Spectral-Galerkin Approximation and Optimal Error Estimate for Stokes Eigenvalue Problems in Polar Geometries

TL;DR

This paper develops spectral-Galerkin methods for Stokes eigenvalue problems in polar geometries, providing optimal error estimates and extending the approach to elliptic domains, validated by numerical experiments.

Contribution

It introduces a novel spectral-Galerkin approach with weighted Sobolev spaces for polar geometries and derives optimal error bounds for both circular and elliptic domains.

Findings

Optimal error estimates for eigenvalues in polar geometries

Parallelizable reduction to one-dimensional problems

Numerical validation of theoretical results

Abstract

In this paper we propose and analyze spectral-Galerkin methods for the Stokes eigenvalue problem based on the stream function formulation in polar geometries. We first analyze the stream function} formulated fourth-order equation under the polar coordinates, then we derive the pole condition and reduce the problem on a circular disk to a sequence of equivalent one-dimensional eigenvalue problems that can be solved in parallel.
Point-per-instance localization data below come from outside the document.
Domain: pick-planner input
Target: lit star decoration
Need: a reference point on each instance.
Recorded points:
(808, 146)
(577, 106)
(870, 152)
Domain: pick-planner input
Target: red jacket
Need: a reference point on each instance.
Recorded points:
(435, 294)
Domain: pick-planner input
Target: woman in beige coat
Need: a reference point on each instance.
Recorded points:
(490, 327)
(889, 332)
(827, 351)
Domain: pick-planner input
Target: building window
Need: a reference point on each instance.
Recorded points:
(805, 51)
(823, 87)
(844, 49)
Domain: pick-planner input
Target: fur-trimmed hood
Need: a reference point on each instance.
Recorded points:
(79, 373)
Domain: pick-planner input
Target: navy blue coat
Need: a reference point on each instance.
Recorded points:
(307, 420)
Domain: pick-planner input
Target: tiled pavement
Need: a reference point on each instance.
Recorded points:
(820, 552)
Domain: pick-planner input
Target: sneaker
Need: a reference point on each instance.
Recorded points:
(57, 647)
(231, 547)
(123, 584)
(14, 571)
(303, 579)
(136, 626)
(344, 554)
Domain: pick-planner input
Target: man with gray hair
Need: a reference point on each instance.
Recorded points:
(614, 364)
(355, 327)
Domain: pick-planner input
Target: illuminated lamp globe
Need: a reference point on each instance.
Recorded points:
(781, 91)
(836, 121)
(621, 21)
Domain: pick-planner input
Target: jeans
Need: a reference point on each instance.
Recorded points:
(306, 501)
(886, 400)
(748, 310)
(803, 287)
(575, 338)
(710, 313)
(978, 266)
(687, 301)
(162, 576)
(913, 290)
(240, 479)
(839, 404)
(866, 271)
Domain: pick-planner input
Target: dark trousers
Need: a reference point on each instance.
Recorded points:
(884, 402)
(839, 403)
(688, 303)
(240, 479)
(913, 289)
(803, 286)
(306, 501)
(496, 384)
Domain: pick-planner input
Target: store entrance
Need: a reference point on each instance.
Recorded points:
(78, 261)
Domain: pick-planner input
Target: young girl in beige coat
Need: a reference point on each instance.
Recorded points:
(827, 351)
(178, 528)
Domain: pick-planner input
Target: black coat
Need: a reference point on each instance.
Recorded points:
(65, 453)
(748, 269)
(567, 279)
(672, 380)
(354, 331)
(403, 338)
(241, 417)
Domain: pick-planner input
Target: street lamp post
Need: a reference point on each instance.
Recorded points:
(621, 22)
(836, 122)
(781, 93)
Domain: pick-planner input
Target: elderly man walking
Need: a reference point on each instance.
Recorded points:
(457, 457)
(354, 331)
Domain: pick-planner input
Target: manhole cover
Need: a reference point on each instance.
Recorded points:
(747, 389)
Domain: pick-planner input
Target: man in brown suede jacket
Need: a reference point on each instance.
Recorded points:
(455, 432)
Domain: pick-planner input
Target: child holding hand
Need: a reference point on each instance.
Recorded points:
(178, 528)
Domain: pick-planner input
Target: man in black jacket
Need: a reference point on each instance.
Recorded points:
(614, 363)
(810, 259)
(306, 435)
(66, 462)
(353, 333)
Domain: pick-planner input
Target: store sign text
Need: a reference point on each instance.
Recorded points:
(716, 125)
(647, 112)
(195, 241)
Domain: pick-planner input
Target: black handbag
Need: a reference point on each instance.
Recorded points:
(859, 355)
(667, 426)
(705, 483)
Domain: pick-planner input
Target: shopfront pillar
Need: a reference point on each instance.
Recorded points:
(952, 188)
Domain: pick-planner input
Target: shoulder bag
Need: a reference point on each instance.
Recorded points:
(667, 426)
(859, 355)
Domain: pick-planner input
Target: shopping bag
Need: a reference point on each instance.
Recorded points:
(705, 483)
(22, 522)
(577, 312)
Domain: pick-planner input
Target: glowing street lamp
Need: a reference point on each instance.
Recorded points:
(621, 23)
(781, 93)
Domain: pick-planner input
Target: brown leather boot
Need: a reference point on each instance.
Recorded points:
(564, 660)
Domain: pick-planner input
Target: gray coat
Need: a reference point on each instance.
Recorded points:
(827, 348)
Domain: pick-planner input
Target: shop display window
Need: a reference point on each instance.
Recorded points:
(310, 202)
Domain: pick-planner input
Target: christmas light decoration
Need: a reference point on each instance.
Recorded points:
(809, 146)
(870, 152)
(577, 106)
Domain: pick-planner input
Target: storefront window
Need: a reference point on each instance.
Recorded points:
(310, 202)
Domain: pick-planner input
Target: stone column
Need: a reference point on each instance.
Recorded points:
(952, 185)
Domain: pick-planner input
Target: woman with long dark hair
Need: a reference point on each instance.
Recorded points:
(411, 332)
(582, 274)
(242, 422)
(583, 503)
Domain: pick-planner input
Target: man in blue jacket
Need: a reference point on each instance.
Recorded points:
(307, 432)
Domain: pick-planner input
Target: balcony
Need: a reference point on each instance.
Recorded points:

The novelty of our approach lies in the construction} of suitably weighted Sobolev spaces according to the pole conditions, based on which, the optimal error estimate for approximated eigenvalue of each one dimensional problem can be obtained. Further, we extend our method to the non-separable Stokes eigenvalue problem in an elliptic domain and establish the optimal error bounds. Finally, we provide some numerical experiments to validate our theoretical results and algorithms.